The main problem of DeepMask is that this model uses a simple network of direct distribution, which successfully creates “rough” masks, but does not perform segmentation with pixel accuracy. We skip the example for this step, as the Huskies are already not so easy to live.
The last step is an attempt to recognize what happened after the mask was clarified.
We run a quickly assembled demo and get the result - as much as 70% that this is a dog. Not bad.

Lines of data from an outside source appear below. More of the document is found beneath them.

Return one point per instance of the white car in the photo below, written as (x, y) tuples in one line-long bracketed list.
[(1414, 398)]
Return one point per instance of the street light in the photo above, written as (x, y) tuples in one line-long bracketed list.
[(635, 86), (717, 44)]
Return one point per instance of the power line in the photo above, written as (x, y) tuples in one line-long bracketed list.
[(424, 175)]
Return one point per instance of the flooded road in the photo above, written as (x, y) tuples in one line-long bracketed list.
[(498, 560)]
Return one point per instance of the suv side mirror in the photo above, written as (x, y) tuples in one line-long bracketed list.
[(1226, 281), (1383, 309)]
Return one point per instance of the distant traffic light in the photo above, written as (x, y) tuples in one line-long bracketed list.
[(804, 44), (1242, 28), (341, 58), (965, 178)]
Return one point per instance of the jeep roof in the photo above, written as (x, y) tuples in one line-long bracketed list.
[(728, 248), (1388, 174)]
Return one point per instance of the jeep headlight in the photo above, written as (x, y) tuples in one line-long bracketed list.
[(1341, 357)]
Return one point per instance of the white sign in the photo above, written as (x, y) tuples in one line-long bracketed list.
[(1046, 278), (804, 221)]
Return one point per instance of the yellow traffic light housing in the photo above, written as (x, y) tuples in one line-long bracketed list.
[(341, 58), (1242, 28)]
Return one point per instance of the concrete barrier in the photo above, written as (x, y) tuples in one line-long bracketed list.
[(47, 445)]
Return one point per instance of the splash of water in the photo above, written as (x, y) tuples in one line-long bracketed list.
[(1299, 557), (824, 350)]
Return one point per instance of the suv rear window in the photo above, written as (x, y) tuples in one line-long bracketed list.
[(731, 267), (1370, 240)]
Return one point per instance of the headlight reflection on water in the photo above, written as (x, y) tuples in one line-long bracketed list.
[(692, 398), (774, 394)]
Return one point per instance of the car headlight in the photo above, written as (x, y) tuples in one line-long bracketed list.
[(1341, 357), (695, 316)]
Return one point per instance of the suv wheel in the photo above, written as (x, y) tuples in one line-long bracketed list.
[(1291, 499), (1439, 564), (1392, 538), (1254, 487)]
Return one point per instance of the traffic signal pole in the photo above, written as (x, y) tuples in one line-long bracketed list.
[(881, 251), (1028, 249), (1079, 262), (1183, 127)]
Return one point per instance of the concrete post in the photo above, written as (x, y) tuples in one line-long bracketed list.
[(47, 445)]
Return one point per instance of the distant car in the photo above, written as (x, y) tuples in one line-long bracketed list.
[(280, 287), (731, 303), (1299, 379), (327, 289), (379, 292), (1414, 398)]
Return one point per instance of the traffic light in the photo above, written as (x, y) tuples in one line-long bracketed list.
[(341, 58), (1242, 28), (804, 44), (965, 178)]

But how did the car realize that it was a dog? So we sawed pieces, got beautiful masks, matrices for them and sets of signs. What's next? And then everything is simple: we have a trained network, which has reference sets of signs, masks, etc., etc., etc. Well, are they, and what's next? Here is our husky with a set of signs, here is a reference spherical dog in a vacuum with a set of signs. Stupid comparison in the forehead can not be done, because the lack of signs in the image, which we recognize, will lead to an error. And what to do? To do this, they came up with such a wonderful parameter as a dropout, or a random network reset. This means the following: both sets are taken and signs are randomly removed from each of them (in other words, there are sets of 10 signs, dropout = 0.1; we discard each sign, then compare). And as a result? And as a result - PROFIT.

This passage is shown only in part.